The Story of Kakori Kabab

Standard

Kabab (Kebab) is a variety of meat dish originating in Persia, later on adopted by Middle East, Turkey and Asia Minor, and now found worldwide. Amongst the varieties of Kababs, Seekh Kabab was originally introduced by the Mughals. It was prepared from beef mince on skewers and was cooked on charcoal fire. But later on through innovative researches by Persians, lamb mince was also tried, which gave the dish a softer texture. Serving this dish in the Dastarkhwan did not offend the Hindu guests as well.

As immense popularity of Kabab was gaining its acclaim, a Bawarchi from Kakori, a Town near Lucknow led to further refinements and improvements. One day in one of the “Mango Dinners” at Kakori, which was a dinner party with all kinds of kababs and varieties of chilled mango desserts given by the Nawab, the remarks of the invited British Officers were unpleasant and this stung the Nawab Late Syed Mohammad Haider Kazmi. He then summoned all his rakabdars, hakims, attars and bawarchis and asked to evolve a new much refined variety of Kabab. Ten days of research and experiment gave birth to the now famous “Kakori Kabab”. The mince of the kabab was obtained from the tendon of the leg of mutton, animal fat was replaced with khoya, black pepper was replaced with white pepper and a new mix of powdered spices was used. After that the Nawab invited the same officers again and needless to say they appreciated the new dish with huge applause.

And thus, our beloved Kakori Kababs came into existence and has since been a favourite amongst people from all walks of life. Having read this, I am sure you have a craving for them right about this time!

 

 

King of Feasts – Kebabs

Standard

 

Other than the omelette, pizza and hamburger, it is hard to think of another item of food that rivals the popularity of the kabab worldwide. It figures in every culinary tradition, not only in large swathes of Asia but also in the Caucasus, the Balkans and in Russia.
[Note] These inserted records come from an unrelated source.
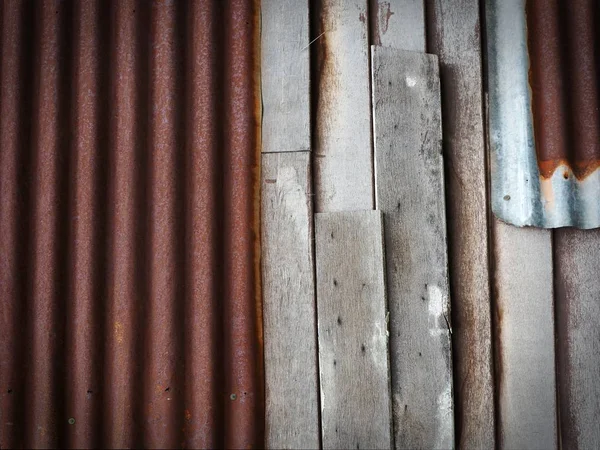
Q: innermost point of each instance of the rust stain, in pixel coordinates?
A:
(131, 260)
(563, 78)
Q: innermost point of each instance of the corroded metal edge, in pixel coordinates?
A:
(520, 195)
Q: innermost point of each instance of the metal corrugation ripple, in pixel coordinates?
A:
(129, 284)
(544, 111)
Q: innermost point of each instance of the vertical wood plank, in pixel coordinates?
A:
(399, 24)
(409, 176)
(524, 334)
(454, 33)
(353, 357)
(285, 75)
(292, 414)
(343, 172)
(577, 263)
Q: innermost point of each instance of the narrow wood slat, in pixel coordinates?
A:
(453, 33)
(353, 356)
(398, 23)
(285, 75)
(577, 263)
(524, 335)
(343, 173)
(409, 174)
(292, 411)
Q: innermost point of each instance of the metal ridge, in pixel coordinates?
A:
(544, 122)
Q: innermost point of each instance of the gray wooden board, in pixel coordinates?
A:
(399, 24)
(342, 159)
(577, 280)
(291, 387)
(353, 356)
(453, 33)
(409, 180)
(524, 334)
(285, 75)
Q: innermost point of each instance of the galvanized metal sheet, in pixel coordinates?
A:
(543, 112)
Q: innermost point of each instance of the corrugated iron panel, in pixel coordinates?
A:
(544, 111)
(129, 283)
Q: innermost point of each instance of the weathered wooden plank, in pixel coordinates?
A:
(285, 75)
(291, 389)
(524, 334)
(398, 23)
(343, 173)
(409, 174)
(577, 262)
(353, 357)
(454, 34)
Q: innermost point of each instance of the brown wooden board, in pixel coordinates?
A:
(454, 34)
(342, 157)
(577, 281)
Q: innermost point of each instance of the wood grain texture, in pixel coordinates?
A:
(577, 265)
(453, 33)
(409, 174)
(285, 75)
(398, 23)
(292, 411)
(353, 356)
(524, 335)
(343, 172)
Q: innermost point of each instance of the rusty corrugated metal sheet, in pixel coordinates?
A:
(544, 111)
(129, 287)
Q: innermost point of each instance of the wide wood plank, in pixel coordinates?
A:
(285, 75)
(398, 23)
(577, 262)
(409, 174)
(524, 334)
(454, 33)
(291, 389)
(343, 173)
(353, 356)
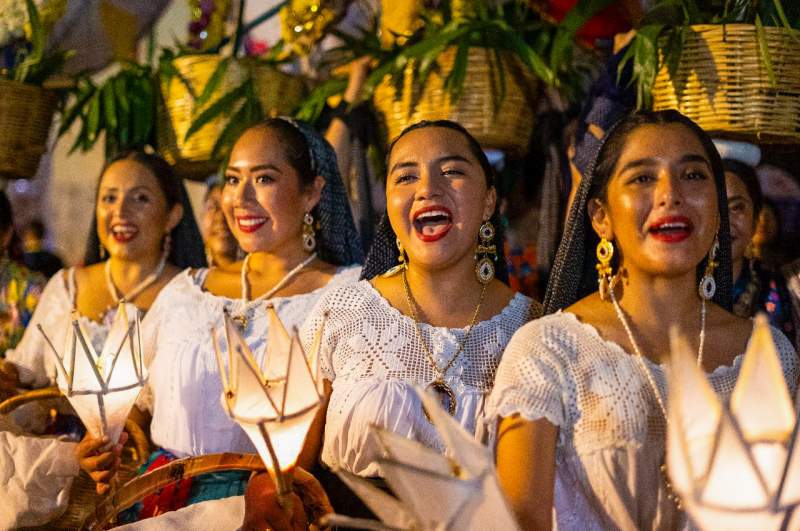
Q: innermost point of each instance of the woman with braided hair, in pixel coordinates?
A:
(429, 311)
(285, 203)
(578, 408)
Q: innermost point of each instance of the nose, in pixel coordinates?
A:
(668, 190)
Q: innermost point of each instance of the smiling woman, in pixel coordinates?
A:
(426, 318)
(578, 409)
(144, 224)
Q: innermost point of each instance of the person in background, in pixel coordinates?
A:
(222, 249)
(20, 290)
(758, 287)
(36, 257)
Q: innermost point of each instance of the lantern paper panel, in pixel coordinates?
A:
(102, 388)
(734, 466)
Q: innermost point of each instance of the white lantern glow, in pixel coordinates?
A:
(458, 490)
(274, 402)
(102, 388)
(734, 466)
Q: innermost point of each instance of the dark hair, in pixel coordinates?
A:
(187, 243)
(383, 254)
(747, 174)
(295, 147)
(574, 276)
(474, 146)
(7, 222)
(36, 227)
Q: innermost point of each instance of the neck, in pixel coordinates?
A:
(657, 303)
(266, 263)
(445, 296)
(738, 266)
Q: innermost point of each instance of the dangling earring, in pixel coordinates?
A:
(309, 238)
(486, 254)
(606, 279)
(402, 259)
(708, 286)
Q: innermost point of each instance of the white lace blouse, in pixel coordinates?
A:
(372, 355)
(611, 430)
(184, 388)
(53, 313)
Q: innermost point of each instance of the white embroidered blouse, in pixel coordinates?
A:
(53, 313)
(611, 430)
(184, 389)
(372, 355)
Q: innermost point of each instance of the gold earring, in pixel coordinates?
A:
(309, 238)
(402, 259)
(606, 279)
(486, 253)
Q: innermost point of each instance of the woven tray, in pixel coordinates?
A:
(723, 85)
(26, 113)
(278, 93)
(508, 127)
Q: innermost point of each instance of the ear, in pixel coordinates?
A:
(489, 203)
(313, 193)
(601, 221)
(174, 217)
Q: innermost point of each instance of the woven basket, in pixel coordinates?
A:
(508, 127)
(26, 112)
(278, 93)
(723, 85)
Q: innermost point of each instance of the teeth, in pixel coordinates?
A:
(432, 214)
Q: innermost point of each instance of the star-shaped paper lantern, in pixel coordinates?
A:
(434, 492)
(102, 388)
(736, 465)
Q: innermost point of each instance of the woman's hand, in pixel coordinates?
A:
(263, 510)
(100, 459)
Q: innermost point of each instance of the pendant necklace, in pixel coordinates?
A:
(671, 495)
(138, 288)
(438, 385)
(241, 319)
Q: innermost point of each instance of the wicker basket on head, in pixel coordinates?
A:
(722, 83)
(507, 127)
(26, 112)
(278, 93)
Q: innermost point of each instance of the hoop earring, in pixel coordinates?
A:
(486, 254)
(708, 286)
(402, 259)
(606, 279)
(309, 237)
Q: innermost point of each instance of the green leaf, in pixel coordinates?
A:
(763, 48)
(222, 106)
(213, 82)
(109, 107)
(93, 118)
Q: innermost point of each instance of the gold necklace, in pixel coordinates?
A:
(439, 386)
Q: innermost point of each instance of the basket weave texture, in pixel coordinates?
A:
(277, 92)
(722, 83)
(507, 126)
(26, 113)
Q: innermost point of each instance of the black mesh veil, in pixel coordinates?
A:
(338, 241)
(574, 275)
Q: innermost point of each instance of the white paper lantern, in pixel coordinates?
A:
(276, 401)
(736, 465)
(102, 388)
(458, 490)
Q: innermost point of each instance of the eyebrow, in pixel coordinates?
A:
(691, 157)
(259, 167)
(440, 160)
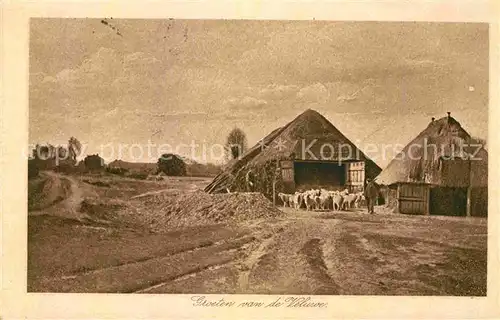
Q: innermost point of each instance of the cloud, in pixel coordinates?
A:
(279, 91)
(315, 93)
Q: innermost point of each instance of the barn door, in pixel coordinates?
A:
(355, 175)
(288, 176)
(413, 199)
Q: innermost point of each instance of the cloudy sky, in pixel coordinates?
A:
(176, 81)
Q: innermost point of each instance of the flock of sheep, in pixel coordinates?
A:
(321, 199)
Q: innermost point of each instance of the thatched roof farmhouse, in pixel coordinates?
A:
(441, 171)
(307, 152)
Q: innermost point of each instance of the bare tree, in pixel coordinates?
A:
(236, 143)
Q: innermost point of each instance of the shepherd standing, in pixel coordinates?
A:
(250, 181)
(371, 194)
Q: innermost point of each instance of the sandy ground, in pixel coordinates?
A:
(346, 253)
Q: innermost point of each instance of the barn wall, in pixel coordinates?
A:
(479, 170)
(413, 198)
(455, 173)
(389, 197)
(319, 174)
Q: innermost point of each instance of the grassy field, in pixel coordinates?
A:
(90, 236)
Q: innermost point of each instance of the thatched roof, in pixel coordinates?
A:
(302, 139)
(423, 160)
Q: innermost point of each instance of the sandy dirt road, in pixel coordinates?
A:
(305, 253)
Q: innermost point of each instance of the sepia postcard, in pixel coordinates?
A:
(252, 160)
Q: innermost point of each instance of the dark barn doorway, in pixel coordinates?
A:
(448, 201)
(319, 174)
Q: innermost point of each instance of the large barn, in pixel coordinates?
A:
(443, 171)
(309, 152)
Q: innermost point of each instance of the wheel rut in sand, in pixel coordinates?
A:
(261, 252)
(150, 273)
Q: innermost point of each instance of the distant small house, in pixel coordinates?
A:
(172, 165)
(94, 162)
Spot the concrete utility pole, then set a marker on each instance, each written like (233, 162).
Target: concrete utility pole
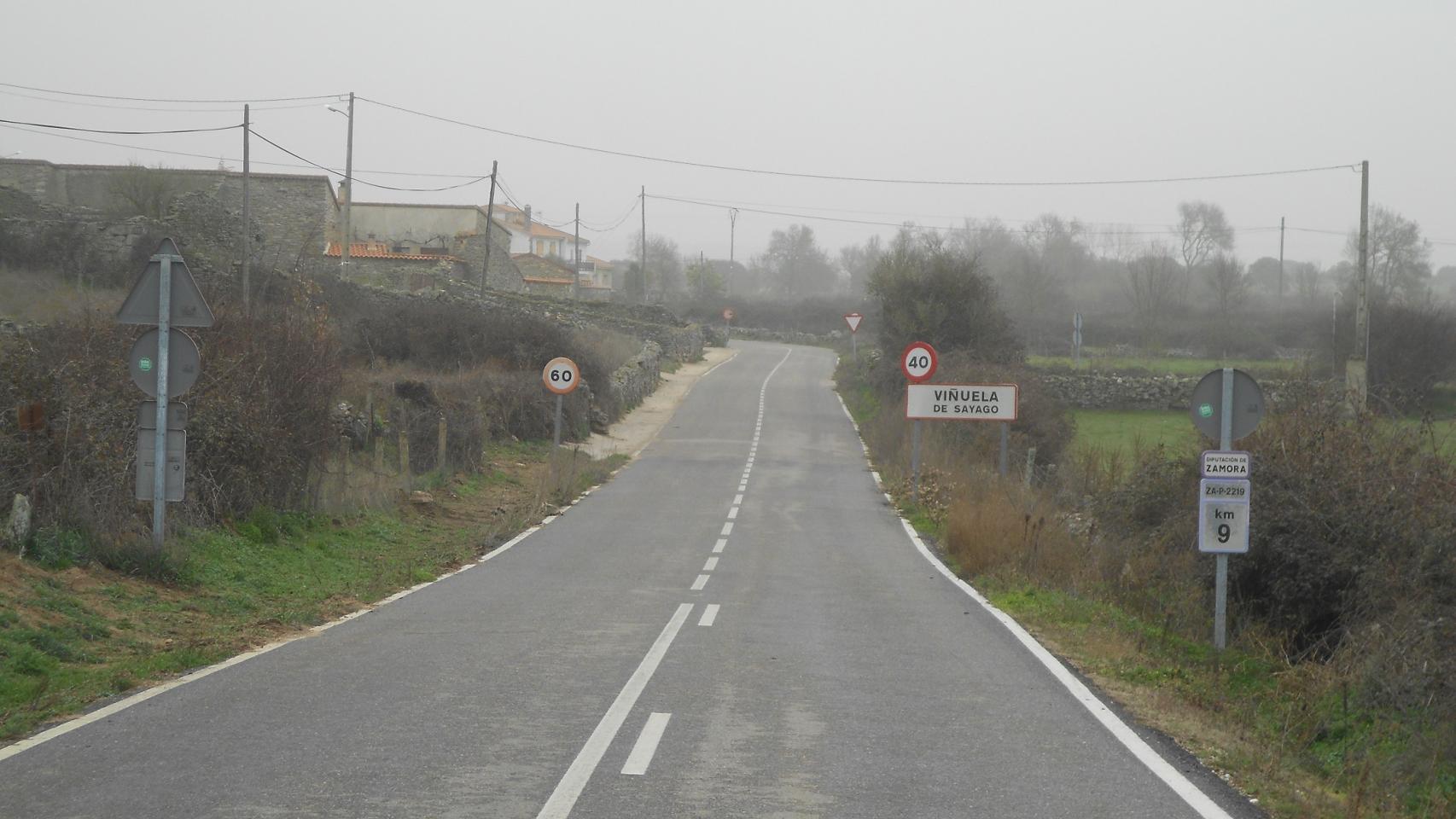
(644, 243)
(1357, 367)
(248, 216)
(1282, 262)
(490, 217)
(732, 230)
(348, 191)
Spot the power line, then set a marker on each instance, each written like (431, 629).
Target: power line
(1261, 229)
(361, 181)
(124, 133)
(165, 99)
(150, 108)
(839, 177)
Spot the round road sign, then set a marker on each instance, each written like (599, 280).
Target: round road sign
(561, 375)
(1206, 406)
(183, 363)
(919, 361)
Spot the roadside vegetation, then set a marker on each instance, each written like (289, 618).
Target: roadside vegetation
(1336, 695)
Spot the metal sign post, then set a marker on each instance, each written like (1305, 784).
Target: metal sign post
(917, 363)
(178, 303)
(159, 447)
(1223, 507)
(561, 375)
(853, 319)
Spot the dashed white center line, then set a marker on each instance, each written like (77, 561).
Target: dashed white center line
(574, 781)
(709, 614)
(645, 746)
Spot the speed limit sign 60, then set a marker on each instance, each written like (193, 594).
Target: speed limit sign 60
(561, 375)
(917, 361)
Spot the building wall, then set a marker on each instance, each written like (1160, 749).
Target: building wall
(293, 216)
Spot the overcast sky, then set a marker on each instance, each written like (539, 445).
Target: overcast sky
(983, 92)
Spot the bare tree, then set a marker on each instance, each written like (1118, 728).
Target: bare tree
(1400, 255)
(140, 191)
(1228, 284)
(1152, 287)
(1202, 231)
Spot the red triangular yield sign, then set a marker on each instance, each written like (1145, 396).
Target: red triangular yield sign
(188, 305)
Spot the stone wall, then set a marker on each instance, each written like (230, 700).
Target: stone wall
(1104, 390)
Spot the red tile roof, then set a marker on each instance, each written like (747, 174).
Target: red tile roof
(381, 251)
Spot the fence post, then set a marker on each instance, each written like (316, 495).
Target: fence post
(404, 449)
(440, 458)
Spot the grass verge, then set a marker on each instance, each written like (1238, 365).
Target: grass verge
(73, 631)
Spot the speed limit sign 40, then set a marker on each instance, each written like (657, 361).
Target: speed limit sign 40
(919, 361)
(561, 375)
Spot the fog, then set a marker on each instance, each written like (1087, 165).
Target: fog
(950, 92)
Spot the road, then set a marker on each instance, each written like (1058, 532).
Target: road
(736, 626)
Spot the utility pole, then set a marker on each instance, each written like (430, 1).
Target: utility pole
(248, 216)
(644, 243)
(348, 195)
(1282, 262)
(1357, 367)
(732, 230)
(490, 217)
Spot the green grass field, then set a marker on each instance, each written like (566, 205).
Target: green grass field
(1169, 365)
(1133, 431)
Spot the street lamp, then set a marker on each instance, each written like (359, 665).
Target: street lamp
(346, 239)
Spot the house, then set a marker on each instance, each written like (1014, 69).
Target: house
(406, 233)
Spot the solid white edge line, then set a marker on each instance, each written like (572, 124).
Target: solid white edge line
(1109, 720)
(191, 677)
(709, 614)
(645, 746)
(1152, 759)
(571, 784)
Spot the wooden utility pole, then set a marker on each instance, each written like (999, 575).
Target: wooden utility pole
(348, 194)
(490, 217)
(248, 216)
(644, 243)
(1357, 367)
(1282, 262)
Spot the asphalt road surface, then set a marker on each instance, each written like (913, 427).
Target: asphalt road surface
(736, 626)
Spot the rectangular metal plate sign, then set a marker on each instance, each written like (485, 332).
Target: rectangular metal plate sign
(1223, 515)
(961, 402)
(1222, 463)
(177, 464)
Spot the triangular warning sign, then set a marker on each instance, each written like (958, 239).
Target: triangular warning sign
(188, 305)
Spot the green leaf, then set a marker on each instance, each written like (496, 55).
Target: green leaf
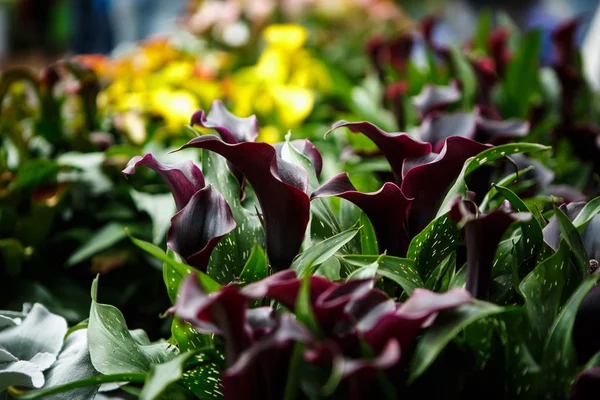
(522, 81)
(559, 361)
(447, 325)
(503, 182)
(163, 375)
(586, 214)
(303, 310)
(368, 240)
(187, 337)
(34, 174)
(306, 263)
(203, 375)
(174, 271)
(569, 233)
(105, 238)
(400, 270)
(229, 256)
(459, 188)
(464, 73)
(93, 381)
(323, 222)
(483, 30)
(430, 247)
(542, 290)
(369, 271)
(114, 349)
(13, 254)
(330, 269)
(440, 277)
(160, 208)
(256, 267)
(531, 243)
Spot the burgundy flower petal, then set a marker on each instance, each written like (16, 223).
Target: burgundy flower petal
(482, 236)
(491, 131)
(232, 128)
(305, 147)
(184, 179)
(261, 372)
(280, 188)
(427, 184)
(387, 210)
(197, 228)
(435, 98)
(365, 370)
(395, 146)
(222, 313)
(435, 129)
(418, 312)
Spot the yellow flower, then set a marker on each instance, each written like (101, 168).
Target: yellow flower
(269, 134)
(293, 104)
(285, 36)
(176, 107)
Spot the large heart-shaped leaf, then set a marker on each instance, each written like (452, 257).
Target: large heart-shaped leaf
(129, 352)
(459, 188)
(400, 270)
(559, 360)
(447, 325)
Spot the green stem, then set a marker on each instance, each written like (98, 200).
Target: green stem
(93, 381)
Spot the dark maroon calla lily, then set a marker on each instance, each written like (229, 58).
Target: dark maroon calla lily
(482, 236)
(437, 127)
(395, 146)
(305, 147)
(197, 228)
(428, 183)
(435, 98)
(259, 342)
(184, 179)
(387, 209)
(203, 216)
(280, 188)
(232, 128)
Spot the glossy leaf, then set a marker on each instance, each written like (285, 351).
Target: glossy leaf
(306, 263)
(447, 325)
(459, 188)
(107, 330)
(399, 270)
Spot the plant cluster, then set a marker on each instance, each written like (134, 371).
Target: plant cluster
(458, 259)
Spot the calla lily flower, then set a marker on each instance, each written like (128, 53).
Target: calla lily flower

At street corners in several cities of the West too, kabab peddlers, especially from Turkey and India, are a familiar sight.

Kababs!!! The smell of Kababs is so enticing that it makes it irresistible. Mouth watering-tantalizing kababs have been with us since ancient days. We all love our Kababs and it is widely said that kababs has originated from Middle-Eastern country like Turkey and were bought to India by the Mughals. But I would beg to differ because we are all are speaking of a nation that had the tandoor well over three millennia back in time.

The word ‘Kabab’ did originate from the Turkish- Persian language. The word ‘ab’ means water. The word kabab was thus bestowed upon them because unlike the gravies predominant in those times, these were cooked in their own juices or ‘water’.

Although some forms of kababs existed in India several millennia ago as is evidenced in the fact that it is mentioned in the Vedas and several ancient Indian scriptures, it was definitely made popular by the invading armies of the Mongols and the Mughals.

Kababs were generally small pieces of meat or minced meat cooked on skewers in a hot tandoor or over open coal fired pits. Later on with the refinement and gradual overall acceptance of the kabab, chefs experimented with fried and griddle roasted kababs as well.

Whatever be the case, kababs have evolved to occupy a dominant position in every Indian’s gastronomic experience and boy are they yummy!